A la Universidad de Harvard, por ejemplo, como ha sido su caso, con un curso que mantiene en la actualidad desde que fuera invitado a impartirlo en 2010. O a contar ya a sus espaldas con cuatro honoris causa concedidos por las universidades de Aberdeen (Escocia), Barcelona, Valencia y Montreal (Canadá).
O a acumular en decenas de bullipedias saberes que categorizan el mundo a través de la cocina, junto a otras disciplinas. Pandemia mediante, Adrià se lanza a nuevos retos. Una manera de hacer antigua en el campo de la restauración debe ser replanteada. “No es normal que el 50% de los restaurantes que abren cierren a los cinco años”, afirma. “Debemos reforzar la idea de que, junto a lo creativo, el producto y la técnica, hay que aprender de números. Porque esto es un negocio”, recalca.
Son deberes aún por perfeccionar fuera de los fogones. “Lo que he aprendido en estos años no lo cambio por nada”, asegura. “Cuando cerramos, mis compañeros, socios y yo, creíamos que en dos años entenderíamos lo que habíamos hecho en elBulli. Llevamos diez y aún seguimos descifrándolo”, comenta. Así que la tarea continua y comprende muchos ámbitos. “Desde por qué una pyme se convirtió en referencia en las escuelas de negocio a cómo Juli Soler cambió para siempre el rol de jefe de sala”.

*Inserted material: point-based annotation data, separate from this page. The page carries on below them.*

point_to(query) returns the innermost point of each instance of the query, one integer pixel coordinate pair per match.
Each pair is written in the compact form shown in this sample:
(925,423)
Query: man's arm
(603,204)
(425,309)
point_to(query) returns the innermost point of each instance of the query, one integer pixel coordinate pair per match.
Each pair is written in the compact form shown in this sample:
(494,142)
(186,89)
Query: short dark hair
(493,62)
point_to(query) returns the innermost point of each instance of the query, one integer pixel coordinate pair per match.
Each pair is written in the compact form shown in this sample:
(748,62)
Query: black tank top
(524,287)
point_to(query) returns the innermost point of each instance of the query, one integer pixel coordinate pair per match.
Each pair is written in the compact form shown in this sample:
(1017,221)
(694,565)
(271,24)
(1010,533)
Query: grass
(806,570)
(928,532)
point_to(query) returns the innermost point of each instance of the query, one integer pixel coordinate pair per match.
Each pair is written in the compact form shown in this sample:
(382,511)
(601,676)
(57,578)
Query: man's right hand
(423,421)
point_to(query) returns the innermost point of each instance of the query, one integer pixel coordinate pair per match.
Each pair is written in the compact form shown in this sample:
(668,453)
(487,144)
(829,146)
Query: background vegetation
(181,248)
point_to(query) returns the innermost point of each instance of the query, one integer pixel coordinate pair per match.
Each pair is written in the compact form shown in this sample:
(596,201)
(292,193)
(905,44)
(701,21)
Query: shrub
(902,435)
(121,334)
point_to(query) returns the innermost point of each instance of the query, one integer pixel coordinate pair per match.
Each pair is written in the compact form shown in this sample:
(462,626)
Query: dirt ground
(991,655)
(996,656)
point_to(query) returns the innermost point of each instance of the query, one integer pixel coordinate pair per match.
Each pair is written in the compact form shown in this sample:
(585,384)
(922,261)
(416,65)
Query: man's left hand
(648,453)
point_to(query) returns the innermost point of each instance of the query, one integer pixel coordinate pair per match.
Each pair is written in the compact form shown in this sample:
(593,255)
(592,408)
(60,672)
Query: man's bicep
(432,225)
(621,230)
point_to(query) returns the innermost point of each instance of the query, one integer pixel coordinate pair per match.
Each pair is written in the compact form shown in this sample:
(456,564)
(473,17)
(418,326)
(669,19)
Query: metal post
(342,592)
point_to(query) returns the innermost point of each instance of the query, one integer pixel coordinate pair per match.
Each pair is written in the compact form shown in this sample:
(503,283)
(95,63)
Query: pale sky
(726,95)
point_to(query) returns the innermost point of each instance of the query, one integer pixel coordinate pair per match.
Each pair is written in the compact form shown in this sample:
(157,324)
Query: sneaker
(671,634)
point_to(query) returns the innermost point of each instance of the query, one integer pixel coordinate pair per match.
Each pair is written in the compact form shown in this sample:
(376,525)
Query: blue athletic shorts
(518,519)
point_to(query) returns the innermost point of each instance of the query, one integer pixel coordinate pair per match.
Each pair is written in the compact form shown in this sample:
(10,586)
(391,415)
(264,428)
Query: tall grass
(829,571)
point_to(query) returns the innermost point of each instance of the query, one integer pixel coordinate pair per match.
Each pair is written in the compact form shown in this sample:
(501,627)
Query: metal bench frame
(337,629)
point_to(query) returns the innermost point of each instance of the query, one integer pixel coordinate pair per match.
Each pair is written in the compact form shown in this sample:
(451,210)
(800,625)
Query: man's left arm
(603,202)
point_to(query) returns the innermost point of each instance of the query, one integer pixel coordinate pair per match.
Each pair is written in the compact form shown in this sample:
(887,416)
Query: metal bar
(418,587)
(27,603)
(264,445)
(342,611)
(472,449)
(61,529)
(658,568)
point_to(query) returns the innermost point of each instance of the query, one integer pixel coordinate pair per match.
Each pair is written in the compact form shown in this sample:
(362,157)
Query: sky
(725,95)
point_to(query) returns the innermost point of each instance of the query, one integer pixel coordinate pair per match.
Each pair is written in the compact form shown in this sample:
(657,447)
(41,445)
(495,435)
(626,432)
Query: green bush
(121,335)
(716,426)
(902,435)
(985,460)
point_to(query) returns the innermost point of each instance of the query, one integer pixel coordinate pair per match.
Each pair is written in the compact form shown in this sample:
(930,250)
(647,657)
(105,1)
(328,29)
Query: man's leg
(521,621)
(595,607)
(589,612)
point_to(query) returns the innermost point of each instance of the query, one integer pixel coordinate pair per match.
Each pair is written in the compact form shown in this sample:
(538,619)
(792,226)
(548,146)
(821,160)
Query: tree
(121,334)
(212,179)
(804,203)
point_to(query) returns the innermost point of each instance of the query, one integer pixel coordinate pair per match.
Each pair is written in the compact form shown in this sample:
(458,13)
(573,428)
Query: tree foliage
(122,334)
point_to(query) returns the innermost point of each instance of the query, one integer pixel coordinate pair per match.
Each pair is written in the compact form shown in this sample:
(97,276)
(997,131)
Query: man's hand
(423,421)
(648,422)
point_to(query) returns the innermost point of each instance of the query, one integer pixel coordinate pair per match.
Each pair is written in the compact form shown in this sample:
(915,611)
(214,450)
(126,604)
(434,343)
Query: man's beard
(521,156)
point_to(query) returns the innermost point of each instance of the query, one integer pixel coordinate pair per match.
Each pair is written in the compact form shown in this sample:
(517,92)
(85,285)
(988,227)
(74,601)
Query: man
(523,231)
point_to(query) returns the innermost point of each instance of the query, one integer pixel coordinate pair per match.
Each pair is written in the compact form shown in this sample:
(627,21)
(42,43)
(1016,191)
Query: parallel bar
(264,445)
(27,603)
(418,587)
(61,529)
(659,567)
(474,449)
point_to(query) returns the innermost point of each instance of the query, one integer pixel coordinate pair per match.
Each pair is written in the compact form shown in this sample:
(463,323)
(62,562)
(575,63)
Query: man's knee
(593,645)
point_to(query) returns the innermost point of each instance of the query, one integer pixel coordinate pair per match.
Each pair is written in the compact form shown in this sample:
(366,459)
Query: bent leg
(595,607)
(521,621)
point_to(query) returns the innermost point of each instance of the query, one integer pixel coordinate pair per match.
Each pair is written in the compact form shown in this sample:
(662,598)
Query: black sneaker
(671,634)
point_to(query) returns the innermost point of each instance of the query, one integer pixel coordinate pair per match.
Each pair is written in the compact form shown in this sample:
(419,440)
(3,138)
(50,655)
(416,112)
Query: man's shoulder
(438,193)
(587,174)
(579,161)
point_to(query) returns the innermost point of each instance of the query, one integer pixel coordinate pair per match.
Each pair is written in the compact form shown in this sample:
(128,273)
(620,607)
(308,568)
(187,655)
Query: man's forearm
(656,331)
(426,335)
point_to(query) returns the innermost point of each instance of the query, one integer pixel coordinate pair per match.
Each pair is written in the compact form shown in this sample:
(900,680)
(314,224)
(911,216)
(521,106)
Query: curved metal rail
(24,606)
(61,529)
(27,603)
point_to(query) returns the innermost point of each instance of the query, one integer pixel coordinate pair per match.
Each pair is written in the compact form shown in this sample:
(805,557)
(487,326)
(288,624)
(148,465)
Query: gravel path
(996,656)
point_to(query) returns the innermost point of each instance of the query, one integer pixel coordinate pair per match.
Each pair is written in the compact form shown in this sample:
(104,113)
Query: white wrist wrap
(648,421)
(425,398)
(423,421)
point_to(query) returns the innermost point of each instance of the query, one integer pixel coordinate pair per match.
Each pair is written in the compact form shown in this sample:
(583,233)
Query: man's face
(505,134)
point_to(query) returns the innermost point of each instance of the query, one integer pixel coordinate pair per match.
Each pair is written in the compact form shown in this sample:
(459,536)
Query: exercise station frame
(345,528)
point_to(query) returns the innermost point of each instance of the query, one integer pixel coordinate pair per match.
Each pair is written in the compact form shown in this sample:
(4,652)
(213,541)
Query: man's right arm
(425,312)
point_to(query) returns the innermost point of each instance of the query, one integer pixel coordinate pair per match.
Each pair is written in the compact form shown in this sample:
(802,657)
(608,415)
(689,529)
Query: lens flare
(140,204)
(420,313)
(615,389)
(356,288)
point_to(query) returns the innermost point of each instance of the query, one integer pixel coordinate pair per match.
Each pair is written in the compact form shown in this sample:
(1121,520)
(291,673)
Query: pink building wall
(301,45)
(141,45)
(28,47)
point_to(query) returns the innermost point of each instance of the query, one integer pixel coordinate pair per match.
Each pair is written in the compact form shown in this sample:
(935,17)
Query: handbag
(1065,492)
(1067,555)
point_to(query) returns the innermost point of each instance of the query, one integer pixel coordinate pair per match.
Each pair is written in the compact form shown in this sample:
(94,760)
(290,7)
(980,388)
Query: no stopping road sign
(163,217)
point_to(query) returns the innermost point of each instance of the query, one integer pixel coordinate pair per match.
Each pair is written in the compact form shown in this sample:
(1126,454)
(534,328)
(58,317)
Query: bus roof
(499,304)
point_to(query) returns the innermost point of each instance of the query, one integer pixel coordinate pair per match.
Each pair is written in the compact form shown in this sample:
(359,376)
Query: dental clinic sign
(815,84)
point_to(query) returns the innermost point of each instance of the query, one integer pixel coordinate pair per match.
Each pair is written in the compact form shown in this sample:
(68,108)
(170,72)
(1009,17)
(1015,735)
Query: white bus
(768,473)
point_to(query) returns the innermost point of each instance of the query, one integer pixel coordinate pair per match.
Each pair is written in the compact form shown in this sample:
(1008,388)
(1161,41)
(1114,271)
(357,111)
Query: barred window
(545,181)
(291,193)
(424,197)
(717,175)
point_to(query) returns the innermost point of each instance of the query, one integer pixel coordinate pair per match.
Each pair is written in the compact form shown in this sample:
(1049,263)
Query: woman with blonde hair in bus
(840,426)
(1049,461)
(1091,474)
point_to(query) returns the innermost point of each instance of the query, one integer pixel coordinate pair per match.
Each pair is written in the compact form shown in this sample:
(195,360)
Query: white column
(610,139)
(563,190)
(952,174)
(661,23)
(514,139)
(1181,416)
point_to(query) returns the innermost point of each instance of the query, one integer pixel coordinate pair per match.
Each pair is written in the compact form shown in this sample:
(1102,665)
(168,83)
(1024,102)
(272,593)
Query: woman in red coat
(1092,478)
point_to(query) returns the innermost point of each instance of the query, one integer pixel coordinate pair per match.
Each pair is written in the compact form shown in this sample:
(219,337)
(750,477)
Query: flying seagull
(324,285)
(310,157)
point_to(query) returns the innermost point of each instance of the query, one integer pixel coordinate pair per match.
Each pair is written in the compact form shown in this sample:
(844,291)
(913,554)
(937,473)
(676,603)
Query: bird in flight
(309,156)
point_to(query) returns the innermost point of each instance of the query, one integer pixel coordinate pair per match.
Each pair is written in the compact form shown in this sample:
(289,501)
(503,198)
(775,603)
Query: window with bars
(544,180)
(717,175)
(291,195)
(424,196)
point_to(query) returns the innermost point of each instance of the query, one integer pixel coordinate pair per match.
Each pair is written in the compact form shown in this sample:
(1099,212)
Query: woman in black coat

Varias respuestas las ha obtenido el público en diversas exposiciones que han versado sobre aquella experiencia y seguirá obteniéndolas en el documental que en septiembre estrenará Movistar+, Las huellas de elBulli. O más allá, en 2023, cuando vuelva a reabrirse el espacio de cala Montjoi y se muestre allí todo el acervo reunido en esta última década de exploración, interrogantes y evolución hacia el conocimiento que Adrià emprendió un día desde sus cocinas y lo llevó a configurar otro paradigma en la gastronomía, en la ciencia y en la creación.